According to Chris Matthews, the modern GOP would throw out the party's pro-civil rights members from the 1960s. Talking to former Lyndon Johnson aide Joseph Califano on Tuesday, the Hardball anchor appeared amazed by the fact that the 1964 Civil Rights Act "passed with four out of five Republicans." He sneered, "People don't believe the Republican Party" of today is the same.
The host jeered, "What happened to those Republicans like Nelson Rockefeller and Jack Javits and Hugh Scott and all those people who totally, utterly believed in civil rights?" Smearing the chairman of the Republican National Committee, he continued, "They would be scorned in the party of, of Reince Priebus, which is out there trying to kill voting rights through these I.D. laws."
Perhaps Matthews has forgotten that, as recently as 2010, the Senate Democrats had a former KKK member as a colleague. It's the current vice president who condescendingly described the first African American president as "clean" and "articulate."
On February 23, the Hardball anchor insisted that Republicans "hate," hate," "hate," "hate," "hate," "hate," "hate" Barack Obama.

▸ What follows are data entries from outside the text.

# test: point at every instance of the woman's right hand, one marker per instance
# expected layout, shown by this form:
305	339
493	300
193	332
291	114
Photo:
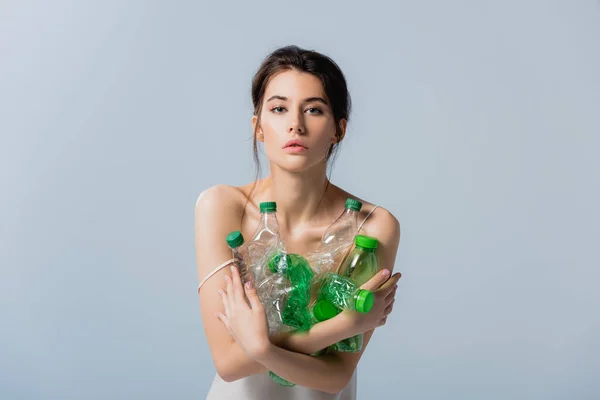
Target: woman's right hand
384	289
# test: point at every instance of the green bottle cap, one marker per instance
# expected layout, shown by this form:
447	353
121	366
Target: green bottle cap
366	242
364	301
268	206
324	310
353	204
275	260
235	239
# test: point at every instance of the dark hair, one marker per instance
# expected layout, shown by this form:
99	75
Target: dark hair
312	62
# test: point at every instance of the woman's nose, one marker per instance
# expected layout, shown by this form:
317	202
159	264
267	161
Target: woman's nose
296	125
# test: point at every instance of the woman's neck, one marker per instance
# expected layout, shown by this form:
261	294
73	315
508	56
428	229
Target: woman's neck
300	197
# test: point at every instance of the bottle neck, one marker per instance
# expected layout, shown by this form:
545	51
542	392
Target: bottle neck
350	213
365	249
269	220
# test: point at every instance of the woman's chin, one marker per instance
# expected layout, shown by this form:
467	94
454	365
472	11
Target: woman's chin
295	166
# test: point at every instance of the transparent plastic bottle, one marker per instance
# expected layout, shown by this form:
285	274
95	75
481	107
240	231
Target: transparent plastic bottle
360	266
266	242
266	245
336	240
295	312
235	240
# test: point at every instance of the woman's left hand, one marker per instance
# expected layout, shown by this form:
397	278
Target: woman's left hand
247	323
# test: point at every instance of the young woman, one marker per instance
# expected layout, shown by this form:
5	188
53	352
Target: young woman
301	110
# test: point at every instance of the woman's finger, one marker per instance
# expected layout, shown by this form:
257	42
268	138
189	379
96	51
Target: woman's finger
224	320
389	308
230	297
238	289
390	296
253	297
224	300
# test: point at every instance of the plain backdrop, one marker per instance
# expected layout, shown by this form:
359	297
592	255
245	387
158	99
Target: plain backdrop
476	123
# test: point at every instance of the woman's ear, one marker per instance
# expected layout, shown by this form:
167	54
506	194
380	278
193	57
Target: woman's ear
340	132
259	134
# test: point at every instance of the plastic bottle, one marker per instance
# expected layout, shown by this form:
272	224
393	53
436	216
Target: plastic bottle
295	312
342	293
266	244
235	240
336	240
360	266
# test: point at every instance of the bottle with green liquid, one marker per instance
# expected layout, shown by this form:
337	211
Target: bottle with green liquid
360	266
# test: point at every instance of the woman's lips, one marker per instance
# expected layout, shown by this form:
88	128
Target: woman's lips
294	149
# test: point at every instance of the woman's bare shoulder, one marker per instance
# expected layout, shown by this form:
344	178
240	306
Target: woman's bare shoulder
221	195
381	221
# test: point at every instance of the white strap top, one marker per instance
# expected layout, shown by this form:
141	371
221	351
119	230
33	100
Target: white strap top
228	262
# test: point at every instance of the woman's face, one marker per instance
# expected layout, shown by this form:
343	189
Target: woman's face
295	108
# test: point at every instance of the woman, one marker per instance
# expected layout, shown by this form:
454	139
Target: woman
301	109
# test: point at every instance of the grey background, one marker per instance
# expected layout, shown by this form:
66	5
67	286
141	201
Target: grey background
475	123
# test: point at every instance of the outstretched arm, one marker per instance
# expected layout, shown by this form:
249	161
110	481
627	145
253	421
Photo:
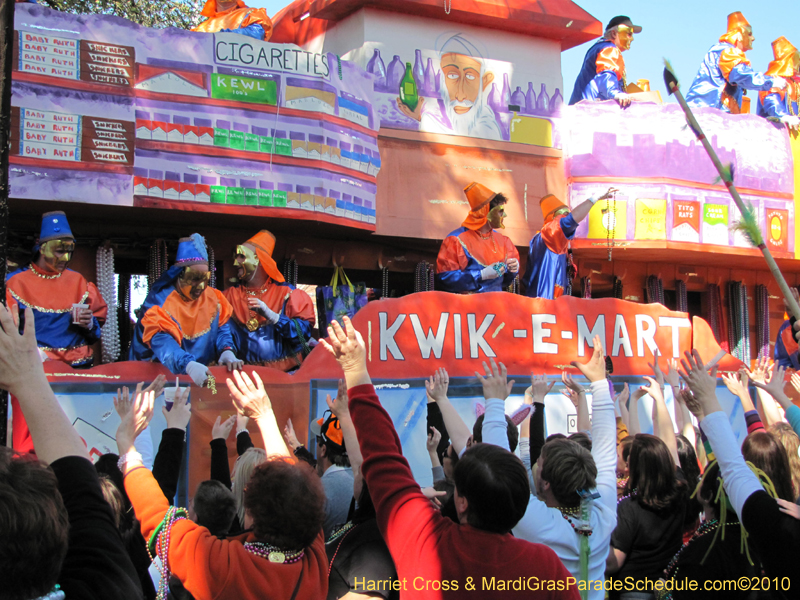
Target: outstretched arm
21	373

A transcript of the February 24 exchange, which aired at 7:30, follows:
7:30
CHRIS MATTHEWS: Anyway, the 1964 Civil Rights Act, what Johnson signed, passed with four out of five Republicans. People don't believe the Republican Party in those days, and all but six Republican senators in the entire U.S. Senate. And the Voting Rights Act passed with similar support from Republicans in the House and the Senate a year later. Joe, you live up in New York. You know that city. You know the Northeast. What happened to those Republicans like Nelson Rockefeller and Jack Javits and Hugh Scott and all those people who totally, utterly believed in civil rights? They would be scorned in the party of, of Reince Priebus, which is out there trying to kill voting rights through these I.D. laws.
JOSEPH CALIFANO: Well, the I.D. laws, and they have been drummed out of the Republican Party. You know, one of the great things about those years that people forget is that virtually all those civil rights laws and all of those Great Society laws were passed with significant Republican support. They were bipartisan laws.
MATTHEWS: So what happened, Joe? Was Johnson right when he said the minute he signed that civil rights bill in '64 he was kissing the South goodbye, but he was also kissing the moderate Republican Party goodbye?
CALIFANO: Well, he certainly kissed the South goodbye, although we may see the South start to inch back, because, as he knew, the Voting Rights Act was the most important piece of legislation in his administration, the proud -- the thing he was most proud of.